In May 2010, a jury in the U. S. District Court for the Southern District of New York awarded a record $250 million in punitive damages to 5,600 female sales employees in a sexual discrimination case after Novartis Pharmaceuticals Corporation (“Novartis”) took the lawsuit filed against them to court – and lost. In July 2010, the parties reached a $152 million settlement agreement of the plaintiffs’ claims of gender discrimination in the terms and conditions of their employment, including compensation, promotion/promotional opportunities, reviews, and pregnancy leave. The terms of this greement allow for full compensation of former and current female employees dating from 2002-2010, ensuring that every woman who worked at Novartis over the past 8 years was compensated fairly.

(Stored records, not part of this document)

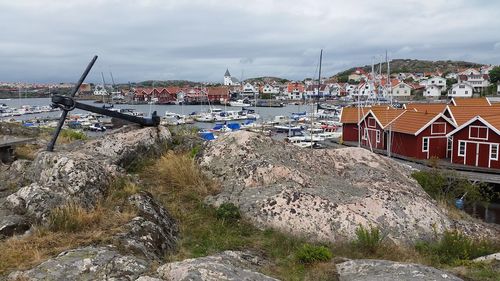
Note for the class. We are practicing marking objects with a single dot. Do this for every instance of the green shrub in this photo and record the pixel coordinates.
(73, 218)
(447, 186)
(309, 254)
(454, 247)
(68, 135)
(228, 212)
(368, 239)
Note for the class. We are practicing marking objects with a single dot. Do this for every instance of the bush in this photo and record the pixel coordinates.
(368, 239)
(68, 135)
(454, 247)
(446, 186)
(309, 254)
(228, 212)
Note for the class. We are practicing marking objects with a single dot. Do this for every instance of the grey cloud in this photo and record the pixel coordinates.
(197, 40)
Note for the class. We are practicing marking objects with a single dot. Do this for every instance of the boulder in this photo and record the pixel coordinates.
(321, 194)
(381, 270)
(488, 258)
(12, 224)
(129, 144)
(81, 176)
(153, 233)
(88, 263)
(228, 265)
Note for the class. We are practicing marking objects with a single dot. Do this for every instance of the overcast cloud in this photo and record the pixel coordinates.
(52, 41)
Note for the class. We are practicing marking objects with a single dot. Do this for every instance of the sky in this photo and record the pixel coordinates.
(53, 40)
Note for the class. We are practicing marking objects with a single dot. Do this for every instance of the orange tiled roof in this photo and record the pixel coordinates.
(462, 114)
(427, 107)
(383, 113)
(494, 120)
(470, 102)
(410, 122)
(386, 115)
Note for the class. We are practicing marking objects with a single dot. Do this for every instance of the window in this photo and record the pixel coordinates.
(478, 132)
(461, 148)
(371, 122)
(425, 144)
(438, 128)
(494, 151)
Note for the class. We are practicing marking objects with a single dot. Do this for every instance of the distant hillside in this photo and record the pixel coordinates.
(266, 79)
(409, 65)
(167, 83)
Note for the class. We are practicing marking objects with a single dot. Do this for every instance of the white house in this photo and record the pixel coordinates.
(295, 90)
(432, 91)
(401, 90)
(461, 90)
(249, 90)
(477, 80)
(365, 90)
(437, 81)
(268, 89)
(451, 75)
(100, 90)
(230, 81)
(312, 91)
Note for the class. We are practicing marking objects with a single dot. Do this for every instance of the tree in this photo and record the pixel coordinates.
(495, 75)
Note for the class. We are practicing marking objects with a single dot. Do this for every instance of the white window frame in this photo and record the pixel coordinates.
(479, 127)
(374, 122)
(491, 151)
(460, 153)
(425, 144)
(449, 147)
(438, 133)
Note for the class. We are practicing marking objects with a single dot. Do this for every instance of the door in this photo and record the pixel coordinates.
(483, 155)
(470, 153)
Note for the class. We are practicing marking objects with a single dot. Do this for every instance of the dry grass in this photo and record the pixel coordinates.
(26, 151)
(69, 227)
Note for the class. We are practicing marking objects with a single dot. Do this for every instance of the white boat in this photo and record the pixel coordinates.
(239, 103)
(174, 119)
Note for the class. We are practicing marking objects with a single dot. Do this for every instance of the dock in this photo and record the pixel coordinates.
(7, 144)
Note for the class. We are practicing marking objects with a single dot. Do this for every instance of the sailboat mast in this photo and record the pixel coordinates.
(103, 87)
(389, 84)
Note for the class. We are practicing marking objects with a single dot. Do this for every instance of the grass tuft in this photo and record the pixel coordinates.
(368, 239)
(308, 254)
(454, 247)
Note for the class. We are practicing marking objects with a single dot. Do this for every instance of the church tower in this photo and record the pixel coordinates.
(227, 78)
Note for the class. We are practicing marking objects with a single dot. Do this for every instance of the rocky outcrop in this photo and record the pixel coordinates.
(89, 263)
(321, 194)
(228, 265)
(153, 232)
(381, 270)
(81, 176)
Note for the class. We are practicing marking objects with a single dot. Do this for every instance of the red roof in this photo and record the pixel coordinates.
(295, 86)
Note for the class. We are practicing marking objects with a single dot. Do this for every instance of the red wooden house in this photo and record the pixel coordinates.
(373, 123)
(349, 119)
(476, 142)
(218, 94)
(163, 96)
(420, 135)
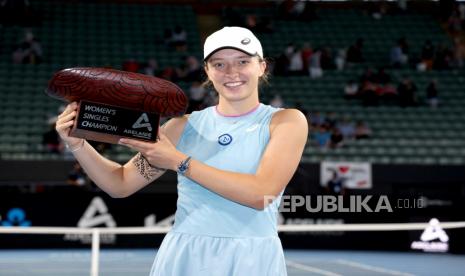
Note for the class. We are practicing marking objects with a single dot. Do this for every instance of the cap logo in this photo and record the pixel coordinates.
(245, 41)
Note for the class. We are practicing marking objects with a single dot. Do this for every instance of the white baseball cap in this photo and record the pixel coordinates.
(238, 38)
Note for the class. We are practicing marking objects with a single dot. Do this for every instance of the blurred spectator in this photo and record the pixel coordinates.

As part of the settlement, Novartis must also spend an additional $22. 5 million over the next three years on anti-discrimination policies, programs, and training, as well as on strengthening its employee complaint process. Novartis was ordered to increase its Human Resource and Employment Relations staff within nine months of the effective state of the settlement agreement – ensuring that there would be ne Employment Relations Investigator for every 1,000 Novartis employees. A Compliance Master would be appointed as an external specialist for the New York Federal Court to monitor Novartis’s compliance with the settlement agreement’s terms and conditions. Steps that women can take to continue making strides toward an equal opportunity workforce are to show themselves as decision makers, risk-takers, and players. Furthermore, a female manager should do her best to remove gender biases from her own business practices by not comparing her employees to men at the top.

In Conclusion, women are just a few steps closer to being looked at as equal to men due to these legal acts. Women now have fewer restrictions and more rights within the workforce. The 1963 Equal Pay Act and 1964 Title VII brought women higher pay and more equal opportunity. Women are now seeing the benefits of Executive Order 11375 which included protection from any sexual harassment. In 1967 the Age Discrimination in Employment Act was put into place to include age from discrimination, and women benefited from the insistence that age should not prevent a capable and qualified person from working.

In 1978 the Pregnancy Discrimination Act was implemented so that pregnancy did not determine a woman’s ability to work; it also ensured that she received the same benefits as anyone else with a disability. Furthermore, even today women are fighting to have fair rights within the workplace. Even with the legal clauses, women are faced with stereotypes and glass-ceiling barriers. In order for women to overcome the problems they are tackling, to truly be protected and to have the rights that they deserve, there must be constant reinforcement of the laws that are currently in place.